The problem with the word “fat” is that it has two very different meanings. One is the fat we eat and the other is the fat on our bodies. A book worth reading is “Fat: It’s Not What You Think” by Connie Leas, published in 2008 by Prometheus Books. As Ms. Teicholz notes, “A large number of experiments have since confirmed that restricting fat does nothing to slim people down (quite the reverse, actually), yet even so, the idea that there could be such a thing as ‘slimming fat’ will probably always seem to us like an oxymoron.”

I know that few will read Ms.
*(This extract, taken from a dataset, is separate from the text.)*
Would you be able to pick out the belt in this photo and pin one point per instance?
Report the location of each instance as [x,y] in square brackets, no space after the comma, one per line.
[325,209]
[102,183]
Teicholz book, but you will surely welcome knowing that “saturated fat has not been demonstrated to lead to an increased risk of heart attacks for the great majority of people, and even the narrowing of the arteries has not been shown to predict a heart attack.”

The problem for all of us is that the American Heart Association and the National Institutes of Health both adopted the incorrect analysis of Keys et all, institutionalizing the diet-heart hypothesis and thus are setting the nutrition agenda.

My Mother cooked the most wonderful meals every day and more so on Sundays. She lived to 98 and my Father to 93, eating all manner of meat dishes along with fish and other choices. We all ate cheeses with gusto. And, yes, we loved pasta and Mother’s fabulous home baked breads and desserts. I am coming up soon on age 77 and my diet reflects what kept them alive and disease-free for all of their years.

If you or someone you know is seriously obsessed with their weight and health, recommend “The Big Fat Surprise” to them. I recommend it to you!